There’s also one additional option in the advanced settings you may also want to set is the field for “Specify Server CA” – this is where you upload the root certificate of your RADIUS server. This is used by the sensor to establish trust with the RADIUS server during the 802.1X EAP-TLS process. You can select from:
Re-use EST /cacerts: in this case, the sensor will use the CA certificates obtained during the /cacerts call of EST for EAP-TLS. (This is the default).
Re-use Explicit Trust Anchor: in this case, the sensor will reuse the Trust Anchor (which must be uploaded under the Explicit Trust Anchor setting) as the CA certificate for EAP-TLS.
Import Certificate: this is the same as the original Specify Server CA setting where the uploaded certificate is used as the CA certificate for EAP-TLS.
Merge EST /cacerts and imported Server CA: in this case, a certificate bundle is created by merging the certificates obtained during the EST /cacerts call with an uploaded certificate to form a trust store that is used to verify EAP-TLS.
Certificate Renewal
The sensor will automatically attempt to renew its certificate x days in advance of the expiry date of the current certificate, where x is the configured renewal buffer. Both the certificate expiry date and the certificate renewal date are shown in the ABOUT section of the sensor status page. In this release, the sensor will issue a new /simpleenroll request to the server for renewal, using the configured parameters, including the username and password. Therefore, the EST server must allow multiple enrollment requests from the same device. The renewal request will be issued over the final network that the obtained certificate was used for, not over the original enrollment network. This means that for renewal to be successful, there must be a path to the EST server over the network itself.
FAQ
Does the EST server need to be available after the sensors have obtained certificates?
No. After the sensors have successfully obtained valid certificates, the sensors do not need to contact the EST server until renewal time, or if the certificate is revoked or expired. The EST server must be reachable without a proxy.
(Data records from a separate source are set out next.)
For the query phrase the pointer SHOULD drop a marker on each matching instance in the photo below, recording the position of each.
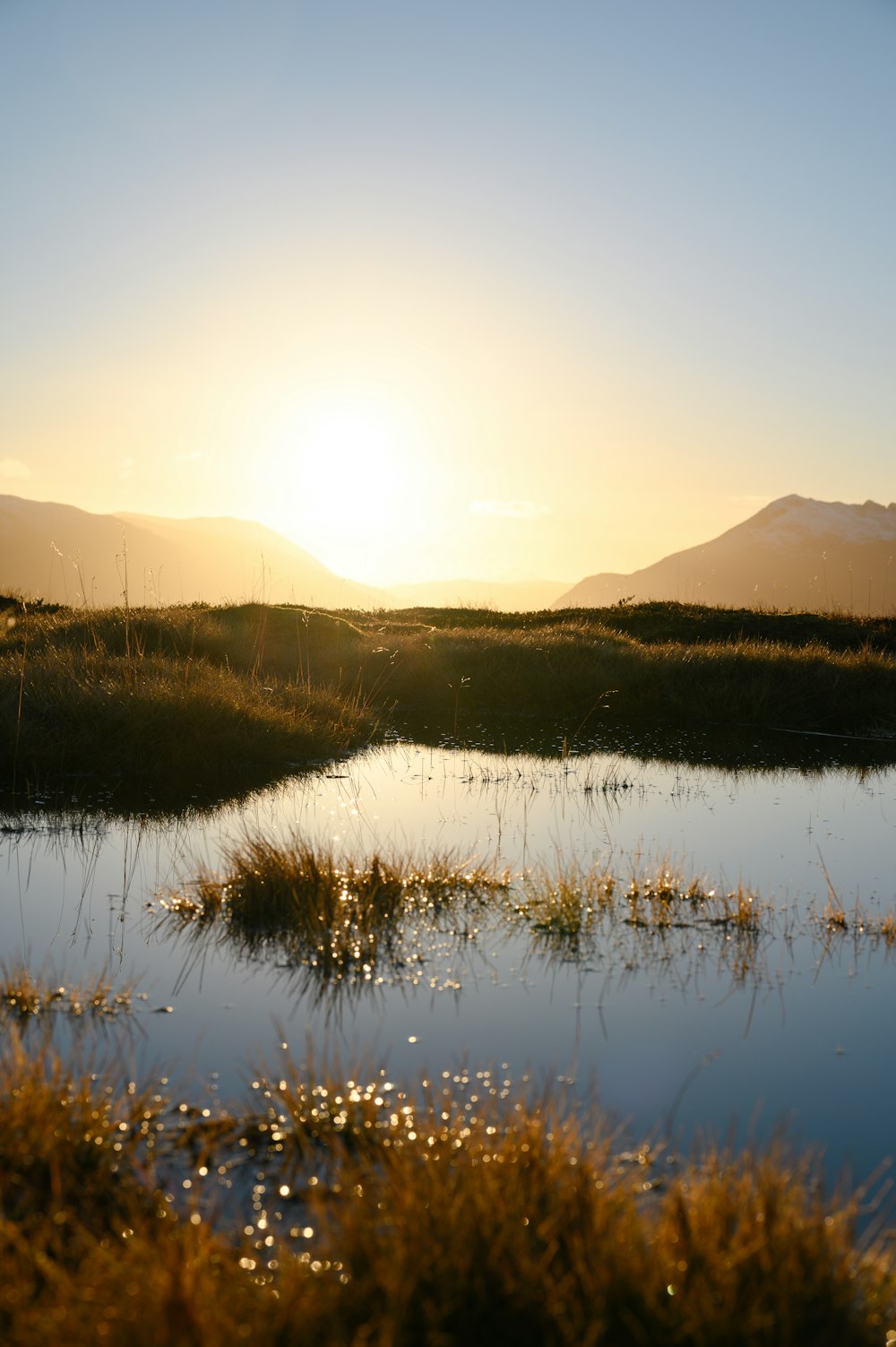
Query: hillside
(69, 555)
(795, 552)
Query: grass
(24, 998)
(470, 1211)
(176, 704)
(345, 1210)
(339, 928)
(347, 926)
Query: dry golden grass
(465, 1213)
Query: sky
(499, 289)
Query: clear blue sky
(497, 289)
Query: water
(673, 1032)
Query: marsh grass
(577, 916)
(26, 998)
(184, 701)
(341, 928)
(467, 1211)
(345, 923)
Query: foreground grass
(468, 1213)
(187, 702)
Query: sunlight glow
(349, 466)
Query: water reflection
(792, 1007)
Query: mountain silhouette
(794, 554)
(67, 555)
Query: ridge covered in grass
(464, 1213)
(171, 704)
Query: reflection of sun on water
(348, 469)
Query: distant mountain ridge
(72, 557)
(794, 552)
(69, 555)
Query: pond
(676, 1031)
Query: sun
(349, 469)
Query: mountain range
(69, 555)
(792, 554)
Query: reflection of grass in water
(181, 702)
(342, 921)
(577, 916)
(347, 927)
(24, 998)
(468, 1211)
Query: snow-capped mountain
(794, 554)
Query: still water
(671, 1033)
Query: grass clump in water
(467, 1213)
(195, 701)
(24, 998)
(342, 921)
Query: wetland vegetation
(461, 1205)
(168, 706)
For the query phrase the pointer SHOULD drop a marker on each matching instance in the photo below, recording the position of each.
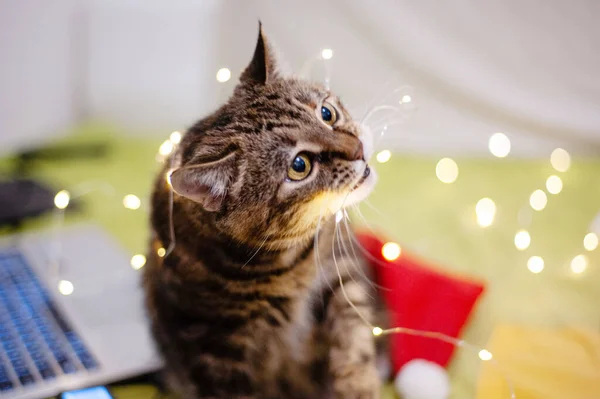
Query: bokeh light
(535, 264)
(522, 240)
(446, 170)
(383, 156)
(391, 251)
When does the sensor request a new certificate?
The sensor will automatically request a new certificate renewal buffer number of days in advance of its expiry.
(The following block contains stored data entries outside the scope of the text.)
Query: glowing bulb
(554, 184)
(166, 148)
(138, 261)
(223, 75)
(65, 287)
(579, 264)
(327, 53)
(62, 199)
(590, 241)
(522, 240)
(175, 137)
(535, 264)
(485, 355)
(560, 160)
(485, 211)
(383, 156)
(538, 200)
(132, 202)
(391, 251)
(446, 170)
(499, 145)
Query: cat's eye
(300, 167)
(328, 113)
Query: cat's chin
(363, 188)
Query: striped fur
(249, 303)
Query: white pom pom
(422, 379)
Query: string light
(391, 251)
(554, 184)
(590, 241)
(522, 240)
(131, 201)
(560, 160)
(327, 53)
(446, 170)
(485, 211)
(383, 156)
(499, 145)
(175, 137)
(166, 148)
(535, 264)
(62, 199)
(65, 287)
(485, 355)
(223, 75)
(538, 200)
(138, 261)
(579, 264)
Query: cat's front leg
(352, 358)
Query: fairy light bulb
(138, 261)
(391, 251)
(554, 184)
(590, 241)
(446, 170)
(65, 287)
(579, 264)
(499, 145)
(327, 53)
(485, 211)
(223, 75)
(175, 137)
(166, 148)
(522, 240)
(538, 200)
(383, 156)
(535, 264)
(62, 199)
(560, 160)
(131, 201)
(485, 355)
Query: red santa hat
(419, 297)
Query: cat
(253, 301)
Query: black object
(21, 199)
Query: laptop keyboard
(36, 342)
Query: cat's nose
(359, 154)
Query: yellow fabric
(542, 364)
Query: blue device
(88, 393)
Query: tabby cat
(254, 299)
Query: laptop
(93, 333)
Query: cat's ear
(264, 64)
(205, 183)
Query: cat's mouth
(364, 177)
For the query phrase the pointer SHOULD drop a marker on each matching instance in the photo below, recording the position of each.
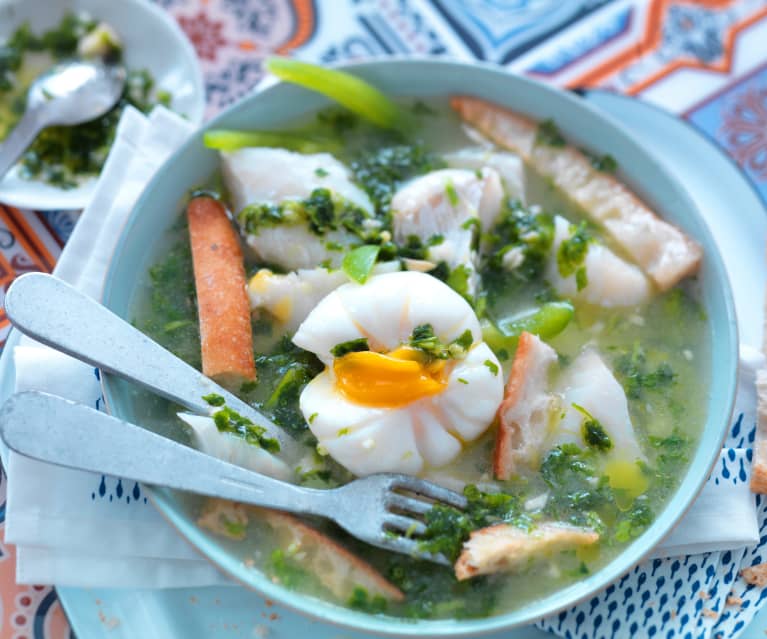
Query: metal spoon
(67, 94)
Can the enrollment network be the same as the network to be tested?
Yes. For example, if you have a network that supports EAP-PEAP but prefers EAP-TLS and the EST server is reachable using EAP-PEAP, you would first create the EAP-PEAP network in the dashboard and use the alias function to name it. Then you can use this network as an enrollment network for the EAP-TLS network obtaining the certificate via EST.
Does the enrollment network count against the 4 network maximum the sensors can test?
No. Unless you want to test the enroll network by adding it to the sensor.
Can I use the same certificate obtained from EST for multiple networks such as wired and wireless?
No. The sensor will request separate certificates for each network.
How do I resolve an error message that says "802.1X failed with unknown CA"?
If you examine the triage menu and the output says "local TLS alert: Unknown CA", this likely indicates the CA you were issued a certificate from via EST does not have the same root CA as the RADIUS server. You can add the root CA certificate or certificate chain for the RADIUS server in the SCEP network settings under Advanced -> Server CA and select Import Certificate.
Which EST Servers are Supported?
Since the sensor follows all mandatory client functionality of the IETF RFC7030 specification (https://datatracker.ietf.org/doc/html/rfc7030) and the optional functionality that has been specified in this document, it should work with most EST servers. However, it has currently only been verified against Aruba Clearpass 6.12.0 and Digicert One Trust Lifecycle 1.5164.0.